Another innovation in modularity and prefabrication is mass timber design and technology which is poised to move further into the arena of real estate development. As a response to the needs for environmental performance, biophilia and user appeal, mass timber products provide a wealth of healthy, beautiful and affordable solutions. In North America, locally produced mass timber products are cost-competitive compared to other materials such as concrete and steel and have the added advantage of secure delivery chains and a gentler environmental footprint. Sustainable Forest Management practices provide the guidelines for mass timber sourcing in the United States and offer a path to rebooting and reinvigorating a strong local economy.

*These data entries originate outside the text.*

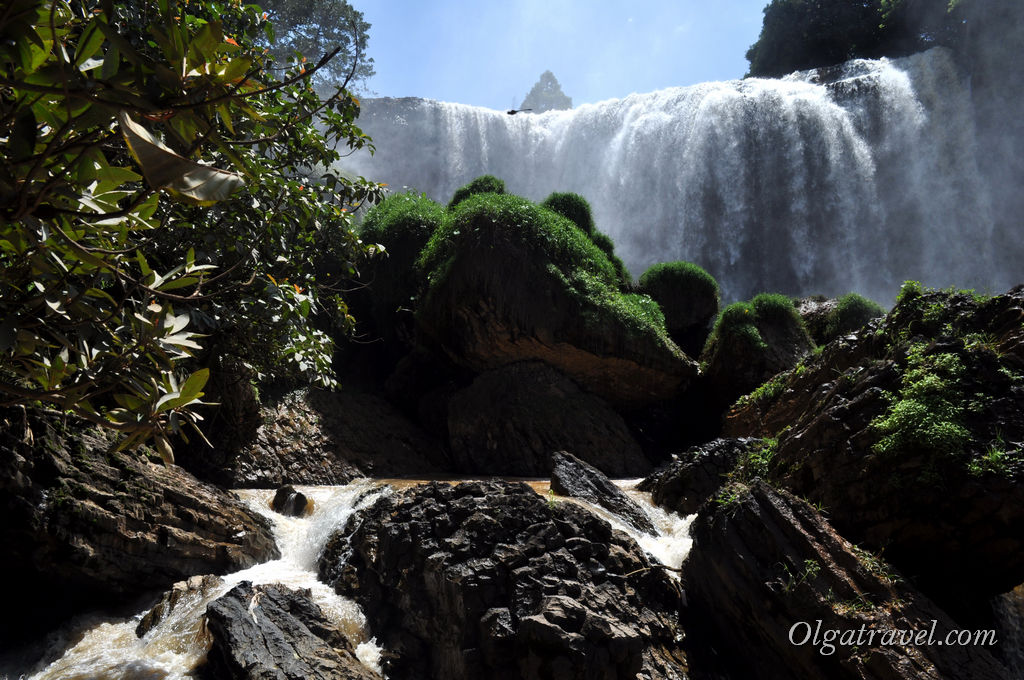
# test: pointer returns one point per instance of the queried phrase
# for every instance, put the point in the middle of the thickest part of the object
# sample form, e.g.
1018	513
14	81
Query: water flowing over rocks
275	633
910	433
86	527
510	421
766	567
570	476
487	580
691	477
880	141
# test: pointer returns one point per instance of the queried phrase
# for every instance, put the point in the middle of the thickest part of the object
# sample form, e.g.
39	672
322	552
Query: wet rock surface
275	633
510	421
487	580
87	527
910	434
570	476
691	477
767	567
290	502
317	437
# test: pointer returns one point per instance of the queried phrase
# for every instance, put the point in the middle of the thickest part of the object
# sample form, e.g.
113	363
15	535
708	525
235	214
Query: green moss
485	220
482	184
573	207
928	414
851	312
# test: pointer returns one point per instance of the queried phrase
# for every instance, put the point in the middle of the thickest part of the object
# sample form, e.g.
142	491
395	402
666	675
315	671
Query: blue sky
489	53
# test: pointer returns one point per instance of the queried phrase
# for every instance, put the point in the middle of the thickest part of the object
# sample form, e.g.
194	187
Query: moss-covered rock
751	342
909	431
508	281
573	207
482	184
688	297
403	224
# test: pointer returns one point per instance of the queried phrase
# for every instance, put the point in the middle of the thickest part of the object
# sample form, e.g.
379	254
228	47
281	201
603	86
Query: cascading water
854	177
110	649
105	648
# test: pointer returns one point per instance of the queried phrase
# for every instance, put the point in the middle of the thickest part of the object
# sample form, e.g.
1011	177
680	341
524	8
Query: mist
848	178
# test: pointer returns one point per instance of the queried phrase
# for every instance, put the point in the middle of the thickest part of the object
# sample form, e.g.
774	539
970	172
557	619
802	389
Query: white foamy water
109	649
855	177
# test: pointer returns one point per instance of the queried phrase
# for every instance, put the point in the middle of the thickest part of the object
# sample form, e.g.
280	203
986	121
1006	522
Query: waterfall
849	178
108	648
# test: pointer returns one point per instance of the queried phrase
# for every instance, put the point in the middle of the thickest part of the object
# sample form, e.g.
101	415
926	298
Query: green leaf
184	179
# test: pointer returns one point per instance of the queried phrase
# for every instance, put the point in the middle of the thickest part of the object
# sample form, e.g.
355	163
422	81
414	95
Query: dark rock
195	589
510	420
275	633
684	483
85	526
751	343
572	477
941	486
498	297
487	580
317	437
290	502
766	568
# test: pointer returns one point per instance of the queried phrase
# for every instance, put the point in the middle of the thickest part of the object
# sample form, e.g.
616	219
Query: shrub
851	311
403	224
607	246
482	184
687	294
576	208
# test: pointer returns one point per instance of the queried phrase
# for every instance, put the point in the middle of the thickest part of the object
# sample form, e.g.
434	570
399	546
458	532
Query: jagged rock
275	633
487	580
510	421
910	433
572	477
693	476
751	343
318	437
190	591
766	568
497	294
85	526
288	501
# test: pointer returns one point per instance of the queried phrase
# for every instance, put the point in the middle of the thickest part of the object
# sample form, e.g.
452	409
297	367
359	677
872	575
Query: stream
103	647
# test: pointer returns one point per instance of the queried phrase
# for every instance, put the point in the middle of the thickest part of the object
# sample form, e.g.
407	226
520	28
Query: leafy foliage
805	34
572	206
546	95
482	184
314	28
107	287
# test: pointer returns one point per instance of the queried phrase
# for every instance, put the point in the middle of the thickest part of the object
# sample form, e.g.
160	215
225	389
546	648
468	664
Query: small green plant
573	207
482	184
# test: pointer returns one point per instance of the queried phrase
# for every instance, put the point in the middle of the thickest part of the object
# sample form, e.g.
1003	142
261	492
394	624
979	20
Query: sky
489	53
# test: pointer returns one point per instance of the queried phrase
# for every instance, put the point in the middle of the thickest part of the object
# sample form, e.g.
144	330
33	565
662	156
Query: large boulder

Big ideas, big thinking and taking a long view on life will be essential for success. In the meantime, changes to the existing spaces we inhabit will be gradual and experimental, like the blue tape on the floor of a seven-eleven.
The pandemic has exposed the fragility and brittleness of so many of the systems that underpin our societal, environmental and economic engines. COVID-19 has shown us that our world is out of balance we have bent the laws of the natural world for too long and the bill has now come due. As our lives changed around us we received a sharp reminder of the things that matter – food, shelter, health, work and education. And we’ve had time re-examine our values. When the basics are taken care of what most of us miss above all is each other.
The act of resetting is a monumental responsibility; we have an opportunity to move forward with new thinking and new approaches or fall back to status quo through conventional wisdom. At B+H we believe that status quo is inherently risky when the only constant is change. Our opportunity is as much societal as it is environmental and economic. We can shift our trajectory to a circular economy defined by resilient stewardship, a transition to renewable resources and a peaceful, adaptable coexistence with other living systems. There are many architectural and design solutions, aided by technology and informed by science, that can facilitate and indeed accelerate our progress towards a new balance. In combination they will create a new design aesthetic that embodies and reflects our newfound values. As we fill our lungs with our newly clean city air, let’s remember how it feels – and not look back!
The act of resetting is a monumental responsibility; we have an opportunity to move forward with new thinking and new approaches or fall back to status quo through conventional wisdom.